Les partis politiques n’ont pas le monopole des guerres de succession, et -disons-le- du ridicule. Car ces jours-ci le Medef offre lui aussi un spectacle assez inédit. Que se passe-t-il ?

Le mandat de Pierre Gattaz dure jusqu’en juillet. Plusieurs candidats sont déclarés, Alexandre Saubot, le patron de l’UIMM (pour résumer c’est l’industrie), et Geoffroy Roux de Bézieux, l’actuel numéro deux. Mais il y a un gros outsider, Jean-Dominique Sénard, PDG de Michelin, qui est intéressé. Beaucoup de monde pense qu’il ferait bien le job, c’est le dirigeant d’une superbe entreprise mondiale et très implantée en France. Sauf que les statuts du Medef prévoient qu’on ne peut pas se présenter si on a plus de 65 ans (entre parenthèses c’est bizarre). Or Sénard aura 65 ans en mars, il aura 65 ans et 4 mois en juillet. Donc, ce n’est pas possible. Mais le monde patronal bruisse de rumeurs sur une interprétation des statuts, leur modification, voire une convocation des électeurs en février pour lui permettre d'être candidat. Et hier, Jean-Dominique Sénard, dans Le Figaro, a implicitement suggéré encore autre chose, que Gattaz démissionne pour lui laisser le champ libre. Lequel Gattaz a répondu par tweet que non, il resterait là. Bref, on est en plein vaudeville, on ne sait pas comment cela va se terminer alors que l’image du Medef est dégradée dans l’opinion. Le Medef ne s’est jamais remis du pin’s « un million d’emplois » arboré par Pierre Gattaz. En fait, il n’a jamais promis un million d’emplois avec les réformes de Hollande, mais des emplois si toutes les réformes qu’il souhaite étaient appliquées. Mais le mal était fait.

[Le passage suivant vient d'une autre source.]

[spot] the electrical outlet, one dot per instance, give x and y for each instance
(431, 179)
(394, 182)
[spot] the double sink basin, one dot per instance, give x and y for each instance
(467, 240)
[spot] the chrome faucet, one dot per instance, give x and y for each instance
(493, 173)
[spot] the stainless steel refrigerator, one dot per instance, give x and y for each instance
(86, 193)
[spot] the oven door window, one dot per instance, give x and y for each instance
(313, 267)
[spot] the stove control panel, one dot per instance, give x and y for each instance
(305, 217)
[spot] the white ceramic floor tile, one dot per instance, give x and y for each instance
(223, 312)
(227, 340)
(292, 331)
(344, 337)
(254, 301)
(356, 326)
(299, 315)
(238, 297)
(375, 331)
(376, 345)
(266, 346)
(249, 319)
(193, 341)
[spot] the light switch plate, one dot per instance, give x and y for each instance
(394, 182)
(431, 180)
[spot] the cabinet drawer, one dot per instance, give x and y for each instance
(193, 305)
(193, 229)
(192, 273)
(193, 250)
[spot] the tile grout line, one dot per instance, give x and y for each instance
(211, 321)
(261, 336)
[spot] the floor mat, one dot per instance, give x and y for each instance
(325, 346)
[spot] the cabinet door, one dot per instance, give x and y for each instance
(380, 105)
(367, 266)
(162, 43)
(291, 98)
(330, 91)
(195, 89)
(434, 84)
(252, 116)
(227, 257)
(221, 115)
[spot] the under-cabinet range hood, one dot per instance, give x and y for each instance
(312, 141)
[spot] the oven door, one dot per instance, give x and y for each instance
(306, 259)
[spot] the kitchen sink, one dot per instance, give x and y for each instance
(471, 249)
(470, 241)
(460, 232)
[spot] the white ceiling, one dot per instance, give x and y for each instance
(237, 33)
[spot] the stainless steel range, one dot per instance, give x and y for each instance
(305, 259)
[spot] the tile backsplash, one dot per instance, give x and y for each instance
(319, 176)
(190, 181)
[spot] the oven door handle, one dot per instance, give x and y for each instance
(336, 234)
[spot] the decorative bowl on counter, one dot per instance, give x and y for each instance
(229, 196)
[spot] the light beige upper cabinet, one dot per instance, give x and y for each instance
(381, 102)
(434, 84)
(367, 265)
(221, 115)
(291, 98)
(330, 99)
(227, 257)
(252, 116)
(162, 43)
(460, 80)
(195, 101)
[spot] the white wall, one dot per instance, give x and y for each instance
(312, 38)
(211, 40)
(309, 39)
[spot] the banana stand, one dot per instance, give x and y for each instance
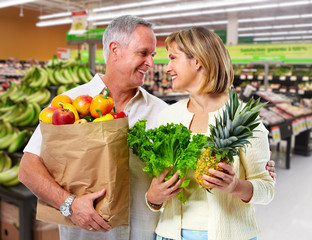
(24, 199)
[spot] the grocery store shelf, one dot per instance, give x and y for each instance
(24, 199)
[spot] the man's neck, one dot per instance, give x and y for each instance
(119, 93)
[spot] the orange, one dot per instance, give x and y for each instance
(60, 98)
(46, 114)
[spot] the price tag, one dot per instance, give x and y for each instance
(305, 78)
(292, 90)
(276, 134)
(295, 127)
(293, 78)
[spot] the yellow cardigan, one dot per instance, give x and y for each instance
(224, 216)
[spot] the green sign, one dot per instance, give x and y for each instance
(89, 34)
(222, 35)
(288, 53)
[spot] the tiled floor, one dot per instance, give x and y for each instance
(289, 215)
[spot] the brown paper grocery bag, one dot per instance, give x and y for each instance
(85, 158)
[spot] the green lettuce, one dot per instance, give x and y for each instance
(165, 146)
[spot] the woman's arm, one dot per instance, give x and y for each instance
(258, 185)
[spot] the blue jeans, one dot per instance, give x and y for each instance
(192, 235)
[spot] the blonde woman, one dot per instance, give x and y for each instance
(200, 65)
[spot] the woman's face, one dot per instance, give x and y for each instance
(183, 71)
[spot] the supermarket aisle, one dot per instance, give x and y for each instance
(289, 215)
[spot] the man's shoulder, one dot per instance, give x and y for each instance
(150, 98)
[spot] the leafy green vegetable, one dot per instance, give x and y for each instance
(165, 146)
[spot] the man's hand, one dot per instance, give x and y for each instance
(84, 214)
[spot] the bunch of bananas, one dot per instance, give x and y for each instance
(8, 173)
(18, 93)
(21, 114)
(11, 138)
(62, 73)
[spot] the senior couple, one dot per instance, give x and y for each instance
(197, 58)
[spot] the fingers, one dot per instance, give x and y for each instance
(85, 216)
(164, 173)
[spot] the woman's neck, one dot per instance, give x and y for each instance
(205, 103)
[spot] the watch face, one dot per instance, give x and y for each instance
(65, 210)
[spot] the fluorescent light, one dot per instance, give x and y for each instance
(8, 3)
(185, 25)
(55, 15)
(176, 8)
(274, 33)
(54, 22)
(132, 5)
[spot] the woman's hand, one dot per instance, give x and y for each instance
(229, 183)
(226, 182)
(271, 168)
(161, 190)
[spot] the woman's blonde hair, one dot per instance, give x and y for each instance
(209, 50)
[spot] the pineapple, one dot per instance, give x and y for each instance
(229, 135)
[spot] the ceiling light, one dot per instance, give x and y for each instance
(54, 22)
(132, 5)
(8, 3)
(185, 25)
(177, 8)
(55, 15)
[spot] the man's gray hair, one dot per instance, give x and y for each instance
(120, 30)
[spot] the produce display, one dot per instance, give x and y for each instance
(229, 135)
(22, 103)
(165, 146)
(82, 109)
(57, 72)
(8, 172)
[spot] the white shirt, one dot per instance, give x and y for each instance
(142, 221)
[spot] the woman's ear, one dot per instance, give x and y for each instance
(197, 65)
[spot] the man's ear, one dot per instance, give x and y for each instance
(114, 49)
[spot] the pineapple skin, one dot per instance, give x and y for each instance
(205, 162)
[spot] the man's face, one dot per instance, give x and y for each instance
(136, 59)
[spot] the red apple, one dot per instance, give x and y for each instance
(82, 104)
(46, 114)
(63, 116)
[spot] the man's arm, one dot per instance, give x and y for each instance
(35, 176)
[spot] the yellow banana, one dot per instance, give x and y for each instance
(7, 161)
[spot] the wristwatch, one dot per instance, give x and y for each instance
(65, 208)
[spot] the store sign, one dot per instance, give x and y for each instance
(79, 25)
(63, 53)
(288, 53)
(95, 33)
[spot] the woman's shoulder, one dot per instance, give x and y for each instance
(173, 111)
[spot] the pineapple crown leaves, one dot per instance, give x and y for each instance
(233, 127)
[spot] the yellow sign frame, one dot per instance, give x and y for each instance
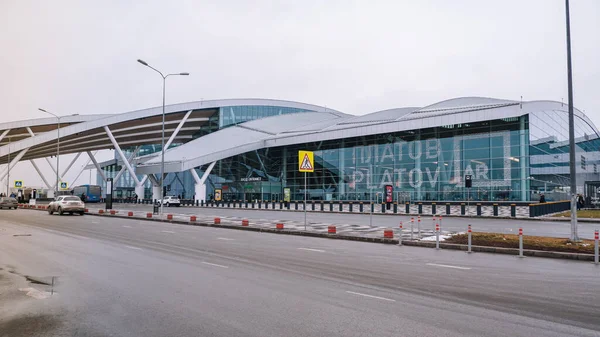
(306, 161)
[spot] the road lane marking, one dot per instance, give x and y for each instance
(447, 266)
(313, 250)
(214, 264)
(371, 296)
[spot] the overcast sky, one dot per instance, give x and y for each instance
(354, 56)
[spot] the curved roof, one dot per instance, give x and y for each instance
(141, 127)
(293, 128)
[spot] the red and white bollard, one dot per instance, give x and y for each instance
(469, 240)
(388, 233)
(400, 234)
(521, 242)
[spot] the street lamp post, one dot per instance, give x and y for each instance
(572, 169)
(162, 148)
(57, 146)
(57, 149)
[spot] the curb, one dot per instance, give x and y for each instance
(425, 244)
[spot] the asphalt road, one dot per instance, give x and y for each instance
(453, 224)
(122, 277)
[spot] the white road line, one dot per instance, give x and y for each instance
(216, 265)
(313, 250)
(371, 296)
(447, 266)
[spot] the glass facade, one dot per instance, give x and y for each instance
(426, 164)
(549, 169)
(511, 159)
(231, 115)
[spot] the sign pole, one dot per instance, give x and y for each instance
(304, 201)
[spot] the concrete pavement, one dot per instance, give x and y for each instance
(138, 278)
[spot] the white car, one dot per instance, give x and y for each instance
(170, 201)
(66, 204)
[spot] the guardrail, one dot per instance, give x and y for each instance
(548, 208)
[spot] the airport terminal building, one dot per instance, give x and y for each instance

Au-delà, il y a une question sur le rôle du Medef

Le Medef a un rôle à la fois de gestionnaire social (sur les retraites complémentaires, l’assurance-chômage, la formation) et économique (d’analyse et de revendication). Le premier rôle disparaît petit à petit parce que l’Etat -y compris l’Etat macronien- prend la main, par exemple sur l’assurance-chômage. Et la représentation patronale est mal organisée pour être entendue de la société toute entière. La logique voudrait qu’un jour le Medef, les très grandes entreprises de l’Afep et la CPME (le PME) fusionnent pour avoir plus de poids et de voix. Mais je peux vous le dire : on n’en prend pas le chemin.